In the code cell below, we do exactly that, for evolution times ranging from \(2\) up to \(10\) and Trotter steps ranging from \(1\) to \(25\).

[3]:
import numpy as np
from qiskit.primitives import StatevectorEstimator
from qiskit.synthesis import SuzukiTrotter
from qiskit_addon_utils.problem_generators import generate_time_evolution_circuit
from scipy.linalg import expm

estimator = StatevectorEstimator()
times = np.array(range(2, 11))
ks = np.array(range(1, 25))

exact = []
order2 = []
order4 = []

for time in times:
    exp_H = expm(-1j * time * hamiltonian.to_matrix())
    initial_state = np.zeros(exp_H.shape[0])
    initial_state[0] = 1.0
    time_evolved_state = exp_H @ initial_state
    exact_evs = time_evolved_state.conj() @ observable.to_matrix() @ time_evolved_state
    exact.append(float(exact_evs))

    for k in ks:
        order2_circ = generate_time_evolution_circuit(
            hamiltonian, synthesis=SuzukiTrotter(reps=k, order=2), time=time
        )
        order4_circ = generate_time_evolution_circuit(
            hamiltonian, synthesis=SuzukiTrotter(reps=k, order=4), time=time
        )

        job = estimator.run([(order2_circ, observable), (order4_circ, observable)])
        result = job.result()
        order2.append(result[0].data.evs)
        order4.append(result[1].data.evs)

Analyzing the results

We can now analyze the computed results by plotting them.

[4]:
from matplotlib import pyplot as plt

order2_reshaped = np.asarray(order2).reshape((len(times), len(ks)))
order4_reshaped = np.asarray(order4).reshape((len(times), len(ks)))
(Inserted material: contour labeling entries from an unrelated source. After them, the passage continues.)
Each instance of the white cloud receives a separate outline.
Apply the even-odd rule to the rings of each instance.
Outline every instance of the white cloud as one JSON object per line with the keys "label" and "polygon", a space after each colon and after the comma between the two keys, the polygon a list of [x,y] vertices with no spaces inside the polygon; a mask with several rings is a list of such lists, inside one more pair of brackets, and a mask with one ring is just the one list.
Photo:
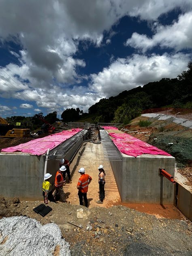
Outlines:
{"label": "white cloud", "polygon": [[[125,15],[151,21],[177,7],[190,13],[191,0],[28,0],[25,4],[23,0],[1,0],[1,40],[5,43],[14,39],[22,49],[20,55],[10,50],[12,57],[18,58],[19,65],[10,63],[0,70],[0,97],[34,101],[39,110],[47,108],[48,112],[61,113],[70,107],[87,111],[101,98],[170,77],[170,74],[176,77],[186,68],[187,55],[135,55],[116,60],[112,56],[109,67],[90,76],[92,82],[87,89],[79,85],[88,75],[78,71],[86,63],[75,54],[80,41],[96,47],[111,43],[115,33],[111,26]],[[128,44],[134,43],[136,48],[143,51],[157,44],[178,50],[189,47],[191,21],[190,25],[188,22],[187,14],[181,15],[169,26],[158,24],[152,38],[135,33]],[[182,33],[177,42],[174,38],[176,30]],[[105,42],[104,31],[109,34]],[[29,104],[24,106],[32,107]]]}
{"label": "white cloud", "polygon": [[156,32],[151,38],[145,34],[133,33],[126,45],[141,49],[143,52],[160,45],[176,51],[192,48],[192,11],[180,15],[178,21],[170,26],[156,23]]}
{"label": "white cloud", "polygon": [[33,107],[33,105],[27,103],[23,103],[22,104],[21,104],[19,106],[19,107],[21,109],[31,109]]}
{"label": "white cloud", "polygon": [[11,109],[7,106],[3,106],[0,104],[0,113],[4,113],[7,111],[10,111]]}
{"label": "white cloud", "polygon": [[90,90],[101,98],[115,96],[125,90],[163,78],[175,78],[186,68],[190,56],[183,53],[149,57],[134,54],[118,59],[107,68],[91,75]]}

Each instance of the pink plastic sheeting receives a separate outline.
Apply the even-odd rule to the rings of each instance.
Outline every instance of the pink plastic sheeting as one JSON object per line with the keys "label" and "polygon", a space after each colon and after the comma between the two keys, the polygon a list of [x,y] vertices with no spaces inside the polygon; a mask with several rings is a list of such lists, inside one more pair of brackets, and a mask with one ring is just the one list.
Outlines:
{"label": "pink plastic sheeting", "polygon": [[1,151],[23,152],[41,156],[46,153],[48,149],[50,150],[53,149],[82,130],[82,129],[77,128],[72,129],[71,131],[63,131],[43,138],[36,139],[17,146],[4,148]]}
{"label": "pink plastic sheeting", "polygon": [[166,152],[159,149],[156,147],[142,141],[126,133],[110,133],[109,135],[115,139],[112,139],[120,152],[128,156],[136,157],[143,154],[169,156]]}
{"label": "pink plastic sheeting", "polygon": [[114,126],[102,126],[105,130],[118,130],[117,127]]}

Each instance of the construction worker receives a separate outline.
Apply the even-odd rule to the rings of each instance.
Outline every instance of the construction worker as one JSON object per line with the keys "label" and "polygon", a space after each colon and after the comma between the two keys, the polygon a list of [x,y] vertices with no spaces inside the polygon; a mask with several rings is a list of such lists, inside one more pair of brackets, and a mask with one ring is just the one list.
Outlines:
{"label": "construction worker", "polygon": [[80,205],[83,205],[83,198],[85,201],[85,205],[88,207],[88,200],[87,197],[87,193],[88,191],[88,187],[91,182],[92,178],[88,174],[85,173],[85,169],[81,167],[78,171],[81,174],[81,177],[77,185],[77,188],[79,190],[78,196],[79,198]]}
{"label": "construction worker", "polygon": [[105,199],[105,173],[102,164],[98,167],[99,173],[98,183],[99,184],[99,199],[97,201],[98,204],[102,204]]}
{"label": "construction worker", "polygon": [[55,201],[52,194],[52,186],[50,183],[49,179],[52,175],[47,173],[44,175],[44,180],[43,182],[43,195],[44,198],[44,203],[48,204],[48,200],[51,202],[56,203]]}
{"label": "construction worker", "polygon": [[53,193],[55,200],[56,195],[58,194],[60,196],[62,202],[66,203],[65,193],[63,190],[63,186],[66,183],[66,181],[63,177],[62,172],[66,171],[65,166],[62,166],[59,171],[57,172],[55,179],[55,189]]}
{"label": "construction worker", "polygon": [[67,176],[68,177],[68,180],[70,183],[72,183],[71,179],[70,178],[70,169],[69,169],[69,162],[67,159],[62,159],[60,162],[59,164],[60,167],[61,167],[62,166],[65,166],[66,167],[66,171],[63,172],[63,178],[64,179],[66,179],[66,173],[67,174]]}

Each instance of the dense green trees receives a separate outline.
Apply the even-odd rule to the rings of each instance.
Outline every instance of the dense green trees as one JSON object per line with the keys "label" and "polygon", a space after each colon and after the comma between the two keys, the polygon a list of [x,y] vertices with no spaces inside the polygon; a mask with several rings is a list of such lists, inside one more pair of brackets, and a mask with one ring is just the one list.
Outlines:
{"label": "dense green trees", "polygon": [[96,117],[95,121],[127,123],[144,109],[170,105],[192,107],[192,62],[188,66],[177,78],[163,78],[102,99],[89,108],[89,113]]}
{"label": "dense green trees", "polygon": [[[101,99],[90,107],[88,113],[83,113],[79,108],[67,109],[63,112],[61,117],[66,122],[78,121],[89,117],[92,119],[91,122],[95,123],[127,124],[145,109],[168,105],[176,109],[192,108],[192,62],[188,63],[188,70],[182,72],[177,78],[163,78],[143,87],[124,91],[109,99]],[[43,113],[37,115],[39,115],[43,117]],[[11,124],[20,122],[21,126],[31,128],[42,124],[41,120],[35,118],[36,115],[32,117],[13,116],[6,119]],[[58,120],[55,111],[43,118],[51,124]]]}
{"label": "dense green trees", "polygon": [[67,109],[61,114],[61,118],[65,122],[73,122],[79,119],[80,113],[79,108]]}

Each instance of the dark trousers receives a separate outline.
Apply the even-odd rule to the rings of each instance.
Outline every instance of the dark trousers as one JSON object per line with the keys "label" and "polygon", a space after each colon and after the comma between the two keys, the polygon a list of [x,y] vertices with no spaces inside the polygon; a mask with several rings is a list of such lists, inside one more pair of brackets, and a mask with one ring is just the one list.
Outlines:
{"label": "dark trousers", "polygon": [[70,169],[69,169],[69,166],[68,165],[65,166],[66,167],[66,171],[63,172],[63,177],[64,179],[66,179],[66,173],[67,174],[68,177],[68,179],[70,180]]}
{"label": "dark trousers", "polygon": [[99,199],[102,202],[105,198],[105,184],[101,182],[99,183]]}
{"label": "dark trousers", "polygon": [[[45,201],[46,201],[45,198],[45,191],[43,191],[43,197],[44,198],[44,203],[45,202]],[[48,198],[48,199],[49,200],[50,202],[53,202],[54,203],[56,203],[55,201],[55,198],[54,198],[51,192],[49,192],[48,193],[47,198]]]}
{"label": "dark trousers", "polygon": [[82,193],[79,190],[78,192],[79,198],[79,204],[80,205],[83,205],[83,198],[85,201],[85,207],[88,207],[88,200],[87,197],[86,193]]}

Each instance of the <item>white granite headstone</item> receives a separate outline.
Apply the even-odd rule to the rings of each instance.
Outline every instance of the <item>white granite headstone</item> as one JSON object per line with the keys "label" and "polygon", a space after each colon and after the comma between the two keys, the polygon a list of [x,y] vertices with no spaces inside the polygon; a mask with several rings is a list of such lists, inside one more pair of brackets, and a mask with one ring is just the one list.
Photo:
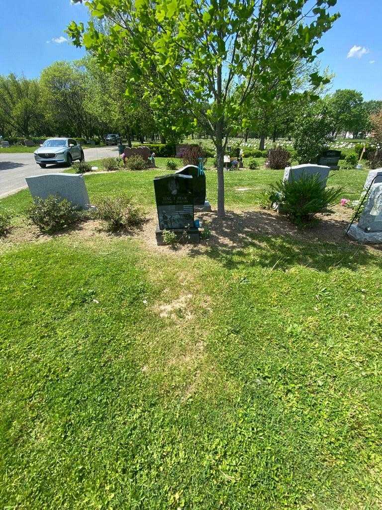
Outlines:
{"label": "white granite headstone", "polygon": [[84,176],[70,173],[48,173],[25,177],[31,194],[34,198],[46,198],[59,195],[81,209],[90,207]]}
{"label": "white granite headstone", "polygon": [[330,171],[330,167],[321,165],[297,165],[296,166],[287,166],[284,172],[283,181],[298,181],[303,175],[307,177],[317,174],[324,186],[326,185],[326,181]]}
{"label": "white granite headstone", "polygon": [[377,168],[376,170],[371,170],[367,174],[366,180],[364,185],[364,189],[368,190],[369,187],[373,182],[373,179],[376,177],[375,180],[373,183],[373,185],[379,184],[382,183],[382,168]]}

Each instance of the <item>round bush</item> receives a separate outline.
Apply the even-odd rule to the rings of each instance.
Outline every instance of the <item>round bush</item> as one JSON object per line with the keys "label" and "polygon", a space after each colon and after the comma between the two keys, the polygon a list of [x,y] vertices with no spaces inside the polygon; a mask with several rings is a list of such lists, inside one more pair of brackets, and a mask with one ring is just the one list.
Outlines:
{"label": "round bush", "polygon": [[167,160],[166,161],[166,168],[168,170],[175,171],[178,168],[176,163],[174,160]]}
{"label": "round bush", "polygon": [[126,193],[96,198],[95,205],[97,217],[106,222],[107,230],[112,232],[137,227],[145,220],[142,210],[133,205]]}
{"label": "round bush", "polygon": [[249,158],[247,166],[251,170],[257,170],[260,167],[258,161],[255,158]]}
{"label": "round bush", "polygon": [[282,147],[276,147],[269,149],[265,166],[268,168],[281,170],[288,166],[290,160],[289,151]]}

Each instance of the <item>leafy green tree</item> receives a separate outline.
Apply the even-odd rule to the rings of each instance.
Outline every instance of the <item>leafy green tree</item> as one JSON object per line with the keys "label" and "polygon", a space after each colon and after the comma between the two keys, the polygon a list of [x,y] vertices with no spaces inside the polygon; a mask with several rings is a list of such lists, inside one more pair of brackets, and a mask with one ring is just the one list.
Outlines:
{"label": "leafy green tree", "polygon": [[[165,100],[187,113],[210,135],[217,159],[217,212],[225,215],[223,161],[233,128],[248,127],[247,112],[255,91],[271,103],[276,90],[286,96],[296,61],[313,61],[315,47],[339,15],[328,9],[336,0],[90,0],[91,15],[107,20],[106,36],[91,21],[84,33],[73,22],[68,33],[105,68],[123,69],[127,93],[139,82],[152,107]],[[321,77],[312,73],[319,84]],[[240,93],[234,93],[239,85]],[[208,108],[206,109],[205,105]]]}
{"label": "leafy green tree", "polygon": [[326,101],[334,137],[340,131],[352,132],[358,129],[363,113],[361,92],[351,89],[339,89],[327,96]]}
{"label": "leafy green tree", "polygon": [[37,80],[14,74],[0,76],[0,125],[4,133],[26,137],[41,134],[43,118]]}
{"label": "leafy green tree", "polygon": [[52,133],[87,138],[96,131],[96,117],[85,108],[85,82],[84,70],[69,62],[54,62],[43,70],[42,100]]}
{"label": "leafy green tree", "polygon": [[371,118],[371,116],[378,113],[379,112],[382,112],[382,101],[376,101],[374,99],[372,99],[371,101],[366,101],[363,104],[363,107],[366,112],[367,118],[364,128],[360,131],[362,131],[366,137],[366,135],[373,130],[373,124]]}

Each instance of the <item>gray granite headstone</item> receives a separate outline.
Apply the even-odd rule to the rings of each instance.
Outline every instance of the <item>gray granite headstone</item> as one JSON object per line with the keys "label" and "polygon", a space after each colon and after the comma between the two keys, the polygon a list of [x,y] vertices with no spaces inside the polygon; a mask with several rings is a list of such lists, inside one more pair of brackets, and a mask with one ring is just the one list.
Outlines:
{"label": "gray granite headstone", "polygon": [[46,198],[59,195],[81,209],[90,207],[84,176],[70,173],[48,173],[26,177],[29,190],[34,198]]}
{"label": "gray granite headstone", "polygon": [[367,174],[366,180],[364,185],[364,190],[369,189],[369,187],[372,182],[373,182],[373,179],[374,177],[376,177],[376,179],[373,183],[373,185],[379,184],[382,183],[382,168],[377,168],[376,170],[371,170]]}
{"label": "gray granite headstone", "polygon": [[330,171],[329,166],[321,165],[297,165],[296,166],[287,166],[284,172],[283,181],[297,181],[303,175],[307,177],[317,174],[324,186],[326,185],[326,181]]}
{"label": "gray granite headstone", "polygon": [[382,183],[372,186],[358,224],[347,234],[361,243],[382,243]]}

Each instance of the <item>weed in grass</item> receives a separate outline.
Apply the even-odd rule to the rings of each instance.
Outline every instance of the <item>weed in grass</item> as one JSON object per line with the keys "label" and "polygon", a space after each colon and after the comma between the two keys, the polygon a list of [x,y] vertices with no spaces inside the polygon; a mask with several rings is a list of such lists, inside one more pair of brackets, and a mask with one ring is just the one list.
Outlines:
{"label": "weed in grass", "polygon": [[162,232],[163,242],[165,244],[173,246],[178,242],[178,238],[175,232],[166,229]]}
{"label": "weed in grass", "polygon": [[0,210],[0,237],[6,236],[11,226],[11,215]]}

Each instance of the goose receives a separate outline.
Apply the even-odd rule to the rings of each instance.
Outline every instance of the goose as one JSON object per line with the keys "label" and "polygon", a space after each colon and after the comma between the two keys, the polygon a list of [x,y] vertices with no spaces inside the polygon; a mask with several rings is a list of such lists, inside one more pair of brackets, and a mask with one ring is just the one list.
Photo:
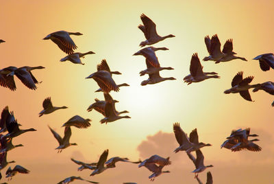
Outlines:
{"label": "goose", "polygon": [[190,138],[181,128],[179,123],[173,124],[173,132],[176,140],[179,146],[177,148],[174,152],[178,152],[179,151],[186,151],[187,153],[197,150],[205,146],[211,146],[210,143],[204,143],[199,142],[198,133],[197,128],[194,129],[190,134]]}
{"label": "goose", "polygon": [[101,61],[101,63],[97,65],[97,71],[100,70],[105,70],[108,72],[110,73],[110,76],[112,76],[112,74],[116,74],[116,75],[121,75],[122,73],[120,71],[111,71],[110,67],[108,65],[107,60],[105,59],[103,59]]}
{"label": "goose", "polygon": [[213,179],[211,172],[209,171],[206,174],[206,184],[213,184]]}
{"label": "goose", "polygon": [[[157,165],[158,164],[158,165]],[[149,159],[143,161],[139,165],[138,168],[145,166],[149,170],[153,172],[153,174],[149,176],[149,179],[151,181],[154,181],[155,178],[160,176],[162,173],[168,173],[169,171],[162,171],[162,169],[165,165],[171,165],[171,162],[169,161],[169,157],[164,159],[157,154],[154,154],[150,157]]]}
{"label": "goose", "polygon": [[123,162],[129,162],[132,163],[141,163],[140,161],[130,161],[129,159],[127,158],[121,158],[119,157],[114,157],[111,159],[110,159],[108,161],[107,161],[105,164],[107,165],[108,168],[115,168],[115,163],[118,161],[123,161]]}
{"label": "goose", "polygon": [[[209,78],[219,78],[220,76],[215,75],[218,74],[215,72],[203,72],[203,66],[201,65],[200,59],[198,57],[198,54],[195,53],[191,57],[190,61],[190,76],[186,76],[184,78],[184,82],[187,82],[188,85],[192,82],[199,82]],[[213,76],[208,76],[208,75]]]}
{"label": "goose", "polygon": [[82,62],[82,61],[80,60],[80,58],[85,58],[85,56],[84,56],[85,55],[86,55],[86,54],[95,54],[95,53],[92,51],[88,51],[88,52],[86,52],[86,53],[83,53],[83,54],[80,53],[80,52],[75,52],[75,53],[71,54],[68,55],[66,57],[62,58],[60,60],[60,61],[61,62],[64,62],[64,61],[66,61],[66,60],[69,60],[73,63],[81,64],[81,65],[84,65],[85,64]]}
{"label": "goose", "polygon": [[245,79],[242,79],[242,71],[239,71],[232,79],[232,88],[224,91],[225,94],[237,93],[239,93],[240,96],[245,100],[253,102],[251,97],[250,96],[249,89],[256,88],[260,86],[260,84],[249,85],[252,80],[254,78],[253,76],[249,76]]}
{"label": "goose", "polygon": [[63,138],[62,138],[55,131],[51,129],[49,126],[48,126],[49,128],[49,130],[51,130],[51,132],[53,135],[54,137],[59,143],[59,146],[55,148],[55,150],[58,150],[58,153],[61,152],[62,150],[68,148],[68,146],[77,145],[76,143],[69,143],[69,139],[71,136],[71,129],[70,126],[66,126],[64,128],[64,135]]}
{"label": "goose", "polygon": [[240,151],[242,149],[247,149],[252,152],[260,152],[262,150],[262,148],[260,147],[258,144],[253,143],[253,141],[258,141],[260,140],[258,139],[254,139],[252,140],[241,139],[239,143],[231,148],[231,150],[232,152]]}
{"label": "goose", "polygon": [[110,93],[112,90],[116,92],[119,91],[119,88],[111,77],[110,73],[107,71],[97,71],[86,78],[93,78],[105,93]]}
{"label": "goose", "polygon": [[157,58],[155,52],[158,50],[169,50],[166,47],[149,47],[140,49],[137,51],[133,56],[143,56],[146,58],[146,62],[149,62],[151,65],[155,68],[160,67],[160,63],[158,61],[158,58]]}
{"label": "goose", "polygon": [[223,51],[221,51],[221,43],[218,38],[217,34],[212,36],[210,40],[209,36],[205,37],[205,43],[210,56],[203,58],[203,60],[214,60],[215,63],[220,62],[227,62],[235,59],[240,59],[247,61],[246,58],[236,56],[236,53],[233,50],[233,40],[228,39],[223,45]]}
{"label": "goose", "polygon": [[274,55],[273,53],[259,55],[253,59],[259,60],[260,67],[264,71],[270,70],[270,67],[274,69]]}
{"label": "goose", "polygon": [[85,119],[79,115],[75,115],[71,119],[69,119],[66,123],[64,123],[62,127],[73,126],[78,128],[87,128],[91,125],[89,122],[91,122],[91,119]]}
{"label": "goose", "polygon": [[59,182],[57,184],[68,184],[69,183],[73,182],[73,181],[75,181],[75,180],[82,180],[82,181],[87,181],[87,182],[91,183],[99,183],[98,182],[96,182],[96,181],[91,181],[83,179],[80,176],[70,176],[70,177],[68,177],[68,178],[61,181],[60,182]]}
{"label": "goose", "polygon": [[59,48],[66,53],[71,54],[74,52],[74,49],[77,47],[71,39],[70,35],[83,35],[79,32],[68,32],[66,31],[58,31],[51,33],[43,38],[43,40],[51,39],[54,42]]}
{"label": "goose", "polygon": [[199,172],[204,171],[208,168],[213,167],[212,165],[203,165],[204,157],[203,155],[203,153],[201,152],[201,151],[199,149],[196,150],[196,157],[197,158],[196,158],[196,160],[195,162],[196,170],[195,170],[192,172],[195,174],[195,179],[196,179],[198,176],[198,174]]}
{"label": "goose", "polygon": [[42,106],[43,106],[44,109],[41,112],[39,113],[39,117],[41,117],[43,115],[50,114],[58,109],[65,109],[65,108],[68,108],[67,106],[60,106],[60,107],[53,106],[52,105],[51,98],[50,97],[48,97],[44,100],[43,103],[42,103]]}
{"label": "goose", "polygon": [[259,90],[264,90],[265,92],[274,95],[274,82],[271,81],[266,82],[260,84],[260,87],[253,89],[253,92],[257,92]]}
{"label": "goose", "polygon": [[16,70],[12,71],[8,76],[13,76],[15,74],[16,77],[22,82],[22,83],[28,87],[30,89],[36,90],[37,87],[36,84],[38,84],[37,80],[32,75],[31,71],[34,69],[45,69],[44,67],[38,66],[38,67],[28,67],[25,66],[20,68],[16,69]]}
{"label": "goose", "polygon": [[100,174],[108,169],[107,167],[105,167],[105,163],[107,161],[108,155],[108,150],[104,150],[100,156],[100,159],[99,159],[96,169],[90,174],[90,176]]}
{"label": "goose", "polygon": [[0,85],[1,87],[7,87],[11,91],[16,89],[14,76],[9,75],[16,69],[17,67],[11,66],[0,69]]}
{"label": "goose", "polygon": [[105,105],[105,118],[101,119],[100,121],[101,124],[105,123],[105,124],[107,124],[108,122],[112,122],[122,118],[131,118],[128,115],[119,116],[119,115],[116,113],[116,111],[115,110],[115,106],[114,106],[114,105],[112,104],[113,103],[112,102],[112,98],[109,98],[110,95],[108,95],[108,94],[105,93],[104,93],[103,95],[105,96],[106,102]]}
{"label": "goose", "polygon": [[151,21],[151,19],[144,14],[142,14],[140,17],[144,25],[139,25],[138,28],[144,33],[145,36],[147,38],[145,41],[142,41],[140,43],[140,46],[144,47],[145,45],[150,45],[167,38],[175,37],[173,34],[169,34],[165,36],[159,36],[156,32],[156,25]]}
{"label": "goose", "polygon": [[8,181],[12,180],[17,173],[28,174],[29,171],[21,165],[16,165],[12,170],[10,167],[5,172],[5,177],[8,178]]}
{"label": "goose", "polygon": [[75,163],[76,164],[81,165],[81,166],[77,169],[78,171],[82,171],[83,170],[85,169],[89,169],[91,170],[94,170],[96,169],[96,166],[97,163],[84,163],[79,161],[77,161],[75,159],[73,159],[73,158],[71,159],[72,161]]}
{"label": "goose", "polygon": [[5,119],[5,126],[8,133],[3,136],[3,137],[14,138],[21,134],[25,133],[29,131],[36,131],[34,128],[29,128],[25,130],[21,130],[19,128],[19,124],[17,123],[17,120],[15,119],[14,113],[12,111],[7,115]]}
{"label": "goose", "polygon": [[[147,60],[146,60],[146,64],[147,64],[147,69],[154,67],[152,65],[151,65],[151,64],[148,62]],[[141,82],[141,86],[145,86],[147,84],[153,84],[159,83],[159,82],[167,80],[176,80],[175,78],[173,78],[173,77],[162,78],[160,76],[159,71],[155,72],[152,74],[149,74],[149,78],[147,80],[143,80]]]}
{"label": "goose", "polygon": [[12,144],[12,139],[5,137],[3,135],[0,134],[0,143],[1,143],[1,150],[0,153],[4,152],[8,152],[15,148],[23,146],[22,144],[13,145]]}
{"label": "goose", "polygon": [[0,170],[5,168],[9,163],[15,163],[15,161],[7,161],[7,152],[0,154]]}

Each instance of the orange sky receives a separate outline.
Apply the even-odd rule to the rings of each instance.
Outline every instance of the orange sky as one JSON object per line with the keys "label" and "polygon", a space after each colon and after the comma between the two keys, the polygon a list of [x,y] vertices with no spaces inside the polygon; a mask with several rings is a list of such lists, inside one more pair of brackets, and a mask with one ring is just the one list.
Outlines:
{"label": "orange sky", "polygon": [[[238,94],[225,95],[231,80],[240,71],[244,77],[254,76],[253,84],[273,80],[274,71],[263,72],[255,56],[273,52],[274,47],[274,3],[271,1],[0,1],[0,68],[8,66],[43,66],[32,73],[42,82],[32,91],[15,78],[17,89],[0,88],[0,109],[9,106],[23,128],[34,128],[32,132],[15,138],[14,143],[25,146],[8,154],[8,160],[15,160],[30,170],[18,174],[9,183],[57,183],[70,176],[82,176],[100,183],[136,182],[151,183],[150,172],[136,165],[118,163],[99,175],[89,176],[90,171],[77,172],[71,157],[97,161],[105,149],[109,158],[127,157],[132,160],[146,159],[158,154],[171,157],[171,171],[155,179],[153,183],[197,183],[194,165],[184,152],[175,154],[177,147],[173,124],[180,122],[189,133],[197,128],[199,140],[213,146],[204,148],[205,164],[210,168],[214,183],[271,183],[274,181],[274,108],[273,96],[262,91],[253,93],[255,102],[243,100]],[[172,34],[155,45],[169,51],[157,53],[162,67],[175,70],[161,72],[163,77],[176,80],[141,87],[147,76],[140,77],[145,69],[145,59],[132,56],[145,40],[137,28],[145,13],[157,25],[161,36]],[[79,32],[83,36],[72,36],[78,46],[77,51],[92,51],[82,62],[73,65],[59,60],[66,56],[51,41],[42,40],[49,33],[66,30]],[[222,45],[233,38],[234,49],[248,62],[232,60],[218,65],[203,62],[204,71],[215,71],[220,79],[210,79],[187,86],[183,78],[189,73],[191,55],[197,52],[201,60],[208,56],[203,38],[218,34]],[[113,71],[117,84],[126,82],[119,93],[111,92],[118,111],[127,110],[132,119],[122,119],[101,125],[102,115],[86,108],[103,93],[93,80],[85,79],[96,71],[96,66],[105,58]],[[67,106],[50,115],[38,117],[42,103],[51,97],[53,105]],[[58,154],[58,142],[47,125],[63,136],[60,126],[78,115],[92,120],[92,126],[79,130],[73,128],[71,142],[78,143]],[[260,152],[232,152],[220,149],[232,129],[250,127],[260,135]],[[13,168],[16,164],[11,165]],[[2,172],[3,176],[8,167]],[[206,171],[199,174],[206,181]],[[2,179],[5,181],[5,179]],[[75,181],[73,183],[84,183]]]}

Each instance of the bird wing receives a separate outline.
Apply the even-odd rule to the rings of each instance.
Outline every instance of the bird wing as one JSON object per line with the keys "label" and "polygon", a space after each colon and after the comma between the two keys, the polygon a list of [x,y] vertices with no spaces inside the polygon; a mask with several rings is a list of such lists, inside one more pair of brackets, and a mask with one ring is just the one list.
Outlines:
{"label": "bird wing", "polygon": [[241,95],[241,97],[242,97],[245,100],[252,102],[251,97],[250,96],[250,93],[248,91],[248,90],[240,91],[239,93],[240,93],[240,95]]}
{"label": "bird wing", "polygon": [[145,14],[142,14],[140,16],[142,23],[145,28],[145,37],[151,38],[158,36],[156,32],[156,25]]}
{"label": "bird wing", "polygon": [[169,157],[164,159],[157,154],[150,157],[150,158],[147,161],[147,163],[154,163],[158,164],[159,165],[166,165],[171,164],[171,162],[169,161]]}
{"label": "bird wing", "polygon": [[190,143],[190,141],[188,139],[188,136],[181,128],[181,126],[179,126],[179,123],[175,123],[173,124],[173,132],[175,135],[176,140],[179,144],[179,146],[186,143]]}
{"label": "bird wing", "polygon": [[237,74],[233,78],[232,82],[232,87],[235,87],[236,85],[238,85],[240,84],[240,82],[242,80],[242,74],[243,71],[239,71],[237,73]]}
{"label": "bird wing", "polygon": [[42,106],[44,109],[53,108],[53,106],[52,106],[51,99],[50,97],[48,97],[44,100]]}
{"label": "bird wing", "polygon": [[189,140],[194,143],[199,143],[199,137],[197,128],[194,129],[189,135]]}
{"label": "bird wing", "polygon": [[108,159],[108,150],[104,150],[103,152],[101,154],[100,159],[99,159],[99,161],[97,163],[97,169],[101,167],[102,168],[104,167],[104,164]]}
{"label": "bird wing", "polygon": [[58,134],[55,131],[54,131],[51,128],[48,126],[49,128],[49,130],[51,130],[51,132],[53,135],[54,137],[57,139],[58,141],[59,144],[61,145],[63,143],[63,140],[62,139],[61,137],[60,136],[59,134]]}
{"label": "bird wing", "polygon": [[110,73],[110,67],[108,67],[108,62],[105,59],[102,60],[100,64],[97,65],[97,71],[105,70]]}
{"label": "bird wing", "polygon": [[90,126],[90,123],[79,115],[75,115],[64,123],[63,126],[74,126],[78,128],[86,128]]}
{"label": "bird wing", "polygon": [[32,76],[25,69],[17,69],[14,71],[16,77],[24,84],[25,86],[29,88],[30,89],[36,90],[37,87],[35,85],[34,80],[32,78]]}
{"label": "bird wing", "polygon": [[13,169],[13,171],[17,171],[20,173],[23,173],[23,174],[27,174],[29,172],[29,171],[28,170],[27,170],[26,168],[24,168],[23,167],[19,165],[16,165],[14,168]]}
{"label": "bird wing", "polygon": [[210,52],[210,38],[208,35],[205,36],[205,43],[206,45],[206,49],[208,49],[208,53]]}
{"label": "bird wing", "polygon": [[212,56],[218,56],[221,54],[221,43],[217,34],[214,34],[211,38],[210,51]]}
{"label": "bird wing", "polygon": [[64,136],[63,138],[64,142],[69,143],[69,139],[71,139],[71,126],[66,126],[64,128]]}
{"label": "bird wing", "polygon": [[232,50],[233,50],[232,39],[228,39],[223,45],[223,52],[225,54],[228,54],[232,52]]}
{"label": "bird wing", "polygon": [[66,32],[57,32],[51,34],[51,39],[59,48],[68,54],[73,53],[77,47]]}
{"label": "bird wing", "polygon": [[247,78],[244,78],[240,83],[240,86],[246,86],[250,82],[251,82],[252,80],[254,78],[254,76],[249,76]]}
{"label": "bird wing", "polygon": [[199,149],[198,150],[196,150],[196,161],[195,161],[195,167],[196,169],[199,168],[200,167],[203,166],[203,155],[201,151]]}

fig, axes = plt.subplots(3, 3, figsize=(20, 10))

for i, t in enumerate(times):
    ax = axes[i // 3, i % 3]

    ax.axvline(1.0, color="grey", label="$t/k=1$")
    ax.axhline(exact[i], color="tab:green", label="exact")

    ax.plot(t / ks, order2_reshaped[i], label=r"$\chi=2$")
    ax.plot(t / ks, order4_reshaped[i], label=r"$\chi=4$")

    ax.semilogx()
    ax.set_xticks([10**p for p in range(-1, 1)])
    ax.set_xlabel("$t/k$")

    ax.set_ylim([-0.33, 0.55])
    ax.set_ylabel(r"$\langle O \rangle$")

    ax.set_title(f"time={t}")

fig.legend(*ax.get_legend_handles_labels(), ncols=4, loc="center", bbox_to_anchor=(0.5, 0.0))
fig.tight_layout()
../_images/explanations_mpf_stability_8_0.png

We can now clearly see that in the regime \(t/k \gt 1\) the dynamics are no longer reproduced faithfully by the Trotterized circuits. Thus, if an MPF were to use a product formula with a \(k_j\) from that regime, its extrapolated expectation value cannot faithfully produce good results.